Exactly this. Which in turn means that, as long as the profit margin is higher than "the fair profit for money" (in Adam Smith's words), they can possibly reduce their margin and still stay in business (because it's still better to accept the reduced profits than putting their money anywhere else with even lower margins). As an extreme example, you can see how as of now "the money" is accepting even negative returns on long term bonds from healthy economies.
That's only partially true. During the times of the Luddites, it took 3 generations (70 odd years) for employment to increase to close to full, after a significant proportion of the population was shipped of to the new world.
Around the turn of the 20th century a move was made to reduce the number of people in the workforce due to automation. Woman were turned into homemakers and children were taken out of the workforce, as well as limits being put on the hours worked by everyone else.
The trend of taking children out of the workforce continues with the length of time that people stay in school continuing to increase. My parents get by fine with about a 8th grade education. My brother graduated out of grade 10 to go to technical school and become a well paid glazier. Now kids are expected to spend at least 4 years in collage/university.
Things were also pretty horrible for the poor in 18th century England and only the large amount of land available in the New World etc made things bearable in the colonies and the new nation of the USA.
https://en.wikipedia.org/wiki/Inverted_totalitarianism
What do you think happened to our economy to achieve our current 5% unemployment rate?
What happened is that the powers-that-be pulled a fast one on you and you're too foolish to see it. You've been hand fed a statistic that is false on its face but you didn't care to look into the truth...
Check out the population-employment ratio numbers and they speak a much different story. You see, the unemployment rate that is mainly touted is the U3 rate. The U3 rate is made up of people with no job who've actively tried to find one in the last month. Today we have a good number of discouraged workers* and a vast number of people who have no intentions of ever being employed again. And these numbers are likely to continue to grow. And this doesn't even take into account the underemployed either.

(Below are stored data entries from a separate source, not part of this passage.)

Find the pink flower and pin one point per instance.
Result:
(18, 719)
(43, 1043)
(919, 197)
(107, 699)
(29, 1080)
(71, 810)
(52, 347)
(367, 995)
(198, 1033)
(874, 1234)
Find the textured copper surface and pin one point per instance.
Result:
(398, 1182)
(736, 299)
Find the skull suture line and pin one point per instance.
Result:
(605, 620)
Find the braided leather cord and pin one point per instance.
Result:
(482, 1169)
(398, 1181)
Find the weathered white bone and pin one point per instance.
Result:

That 5% number you're kicking around means nothing in the real world but keeps the sheep voting under the illusion of what is good/bad in the economy.

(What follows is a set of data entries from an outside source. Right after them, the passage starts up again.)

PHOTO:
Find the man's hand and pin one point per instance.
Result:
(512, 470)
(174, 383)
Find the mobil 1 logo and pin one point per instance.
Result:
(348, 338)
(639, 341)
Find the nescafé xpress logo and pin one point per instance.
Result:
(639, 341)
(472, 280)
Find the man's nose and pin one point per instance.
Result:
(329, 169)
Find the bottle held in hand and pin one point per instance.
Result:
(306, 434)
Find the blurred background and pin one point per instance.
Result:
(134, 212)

*Discouraged workers are people who want to be employed and have looked for work in the last year but have stopped looking due to poor prospects.
This entire thread is based on a false idea that if people are thrown out of minimum wage jobs that they'll be unemployed forever.

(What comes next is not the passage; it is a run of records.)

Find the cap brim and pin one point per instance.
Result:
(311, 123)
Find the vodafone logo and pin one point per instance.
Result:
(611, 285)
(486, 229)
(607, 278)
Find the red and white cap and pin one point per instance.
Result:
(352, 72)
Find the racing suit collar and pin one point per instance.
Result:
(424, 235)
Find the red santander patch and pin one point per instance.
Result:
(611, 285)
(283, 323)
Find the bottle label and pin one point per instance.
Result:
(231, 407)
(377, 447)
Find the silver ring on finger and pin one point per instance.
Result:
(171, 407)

This has been proven countless times since the 1700's to be absolutely false.
Once a technological innovation disrupts employment - the loom, the cotton gin, the computer, the combine planter/harvester, the robot - those who were displaced from employment find new jobs in higher paying sectors, at least in the aggregate...
Real history shows that it is THIS claim that is absolutely false. The people displaced in the original Industrial Revolution did not ever find new employment, in high paying jobs or elsewhere. They became destitute. Eventually the productivity increase of the IR created a wealthy enough society that decent employment was restored for the full population, but it took 70 years to do this. Most of the people whose livelihoods that were destroyed in 1770 did not ever get decent jobs again. Their children did not. Their grandchildren did not. Their great-grandchildren did however, around 1840.
The beggars, squalid poverty, workhouses, debtors prisons of Dickens time were all very real.
Interestingly, that little clause you stuck in there "at least in the aggregate" indicates you realize to some degree the falseness of your claim. It is exactly the problem that people exist as people, not as aggregates, that makes the average increase in wealth from automation completely useless to the people put out of work.
If robotics puts people out of work in large numbers today, we need a solution that helps the people put out of work as soon as it happens - not in 2086 after they are long dead.